Adico e RisparmioSuper.it mettono sotto esame il costo dei prodotti tipici della festa primaverile, rimasti stagnanti rispetto all'anno passato

Uova di cioccolato, colombe e dolci tipici della Pasqua: secondo l'analisi realizzata dall'Adico, Associazione Difesa Consumatori, insieme a RisparmioSuper.it, il sito leader in Italia nella comparazione dei costi degli articoli nella grande distribuzione, quest'anno i prezzi dei prodotti in offerta nei principali supermercati della nostra regione si mantengono sostanzialmente stabili in pressoché tutte le province venete.

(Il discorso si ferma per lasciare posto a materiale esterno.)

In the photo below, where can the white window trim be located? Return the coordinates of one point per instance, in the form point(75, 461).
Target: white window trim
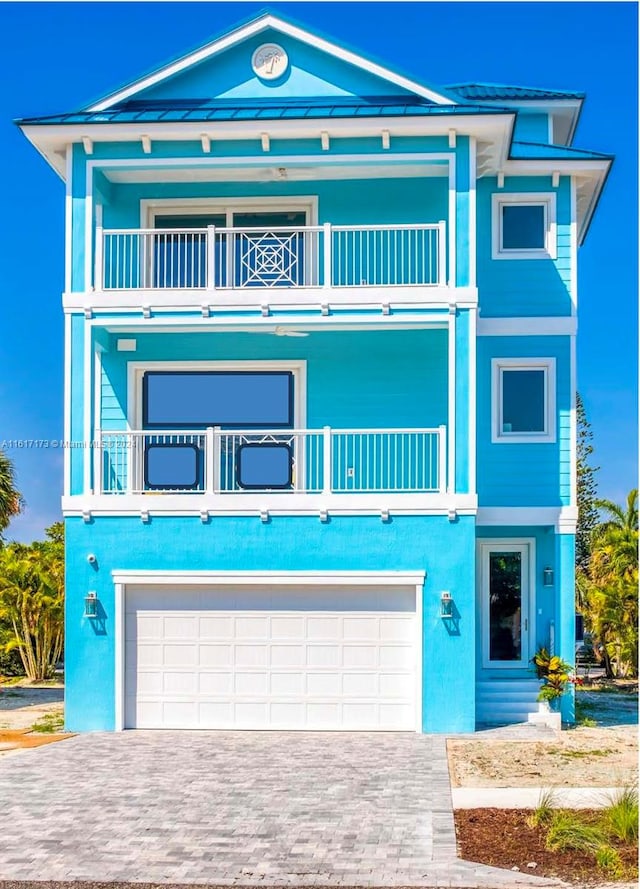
point(526, 199)
point(526, 546)
point(137, 369)
point(150, 208)
point(549, 434)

QUADRO GENERALE - Qualche lieve ribasso viene registrato in particolare a Padova, dove un uovo di cioccolato da 220 grammi arriva a costare un euro in meno rispetto all'anno scorso (3,99 euro contro 4,99 euro del 2013), mentre la colomba tradizionale 0,91 euro in meno (3,90 euro contro 4,90 euro). Rimane invariato, ad esempio, il prezzo più economico di una colomba da 750 grammi nel Veneziano: 4,99 euro, mentre anche nel Trevigiano si registra un leggero ribasso sulle uova di Pasqua per bambini, meno 50 centesimi per un uovo di cioccolato da 220 grammi.

MARCHE E FAI DA TE - Se in rete si moltiplicano ricette e metodi per prepararsi anche le uova di cioccolato in casa, quello che è certo è che i prodotti artigianali lavorati a mano mantengono il loro primato in termini di costi, si va dai 10 ai 30 euro per un uovo di grandezza media realizzato nel laboratorio di una pasticceria, contro i 4 o 5 euro per un uovo in vendita invece nei supermercati. Si conferma comunque ancora la tendenza degli ultimi anni: sugli scaffali nella grande distribuzione un'ampia gamma di uova "firmate", dai Puffi ai Pokemon, dai Gormiti alle Barbie. Ovvio comunque che per portarsi a casa un prodotto "alla moda" bisogna sborsare qualcosa in più.

I COMMENTI - "I dati ci confermano il rischio di deflazione segnalato dalle rilevazioni Istat di questa prima parte dell'anno - commenta Carlo Garofolini, presidente Adico - ma pur di fronte ad un panorama di prezzi stagnanti un consumatore avveduto ha sempre la possibilità di risparmiare scegliendo magari prodotti meno pubblicizzati. Un'ultima raccomandazione: tenete sempre d'occhio le offerte e confrontate i prezzi in almeno due punti vendita prima di decidere".